Today Ireland has a free, non-denominated and rigorous system through third level. Few countries can match it. The GAA shed its Anglophobia by becoming less politicized, less parochial, and more professional in outlook. The ban on playing foreign sports was revoked in 1971, and now the GAA has endorsed sporting ecumenism by allowing other sports into Croke Park.
Indeed, the winds of change appeared to sweep through the church as Vatican II evolved. The much-heralded council promised much but delivered little. Aside from introducing the vernacular, cardigan-clad, guitar-strumming priests, and singing nuns in abbreviated head gear and shortened habits, its reforms were superficial rather than substantive.

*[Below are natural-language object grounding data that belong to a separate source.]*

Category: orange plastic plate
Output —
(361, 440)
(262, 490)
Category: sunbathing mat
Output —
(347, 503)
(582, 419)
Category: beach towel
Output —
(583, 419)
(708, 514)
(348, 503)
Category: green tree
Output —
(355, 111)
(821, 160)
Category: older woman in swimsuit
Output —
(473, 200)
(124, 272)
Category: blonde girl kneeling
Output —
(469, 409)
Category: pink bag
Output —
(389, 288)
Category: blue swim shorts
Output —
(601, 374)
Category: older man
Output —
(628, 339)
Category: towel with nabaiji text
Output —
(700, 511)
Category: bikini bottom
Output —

As the 20th century closed, Ireland had morphed into an industrialized, urbanized, secularized, and cosmopolitan country. Conspicuous consumption replaced the frugal comforts of the de Valera era. Catholicism and the national identity no longer fused as the special position of the church was removed from the constitution. Mary Robinson, who had championed many issues that were anathema to Catholic doctrine, became president of Ireland. The Irish had become classic cafeteria Catholics, picking what suited and ignoring the rest. Premarital sex, contraception and cohabitation were precursors to marriage. The graying of Catholic church continues, as parochial houses close, and the seminaries are deserted.

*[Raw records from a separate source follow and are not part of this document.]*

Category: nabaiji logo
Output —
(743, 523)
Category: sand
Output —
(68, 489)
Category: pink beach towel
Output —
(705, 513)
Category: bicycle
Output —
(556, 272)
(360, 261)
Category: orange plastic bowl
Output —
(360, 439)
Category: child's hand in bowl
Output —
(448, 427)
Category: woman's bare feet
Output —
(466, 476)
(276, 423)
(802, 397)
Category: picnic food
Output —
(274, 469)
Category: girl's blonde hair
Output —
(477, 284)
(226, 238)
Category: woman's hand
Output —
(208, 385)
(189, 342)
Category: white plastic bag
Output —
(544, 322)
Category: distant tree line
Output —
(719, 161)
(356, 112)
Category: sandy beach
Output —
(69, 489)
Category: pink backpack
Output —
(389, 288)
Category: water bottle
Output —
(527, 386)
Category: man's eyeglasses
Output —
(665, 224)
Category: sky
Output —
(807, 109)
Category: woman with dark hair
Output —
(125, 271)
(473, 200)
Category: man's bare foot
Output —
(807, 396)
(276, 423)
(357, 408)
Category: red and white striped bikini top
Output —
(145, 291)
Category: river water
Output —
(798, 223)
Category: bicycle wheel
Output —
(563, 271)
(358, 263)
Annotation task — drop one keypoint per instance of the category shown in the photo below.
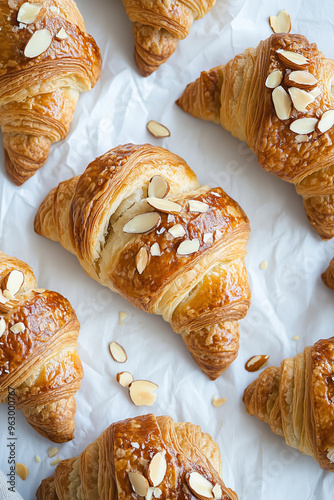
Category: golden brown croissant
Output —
(158, 26)
(40, 369)
(147, 456)
(183, 259)
(328, 276)
(46, 60)
(249, 94)
(297, 401)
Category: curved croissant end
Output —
(103, 470)
(296, 400)
(40, 369)
(201, 291)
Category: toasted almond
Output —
(22, 471)
(117, 352)
(188, 247)
(199, 486)
(157, 130)
(282, 103)
(301, 79)
(274, 79)
(38, 43)
(157, 469)
(300, 98)
(141, 260)
(198, 206)
(255, 363)
(142, 223)
(292, 60)
(158, 187)
(164, 205)
(326, 121)
(141, 392)
(303, 125)
(139, 483)
(177, 231)
(124, 378)
(28, 12)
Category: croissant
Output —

The late pope, despite enormous popularity and prestige, expedited the decline of the church in the Western world. His encyclicals widened the fissures. He left behind a highly centralized, polarized and patriarchal institution. The church’s obduracy in maintaining celibacy is no longer sustainable. This practice resulted a millennium ago from expediency rather than from divine revelation to safeguard the assets of the church. Precedents already exist for the abolition of celibacy as married clergy from denomination and the Eastern Rite have been co-opted into the Roman Rite. The removal of celibacy would end the shortage of priests and possibly eliminate pedophilia. It seems inconsistent for the church to preach equality yet deny women the right to ordination. The church’s view on contraception is logically indefensible, not to mention homosexuality.
Hopes for swift reforms are not optimistic as Benedict XVI is as doctrinaire and dogmatic as his predecessor. While the church may disavow Darwin’s ideas, organizations tend to follow Darwinian principles if they are to survive. For Benedict XVI, it can’t be business as usual. Otherwise, the Irish Catholic church will have gone from the core of society to the periphery in little over half a century.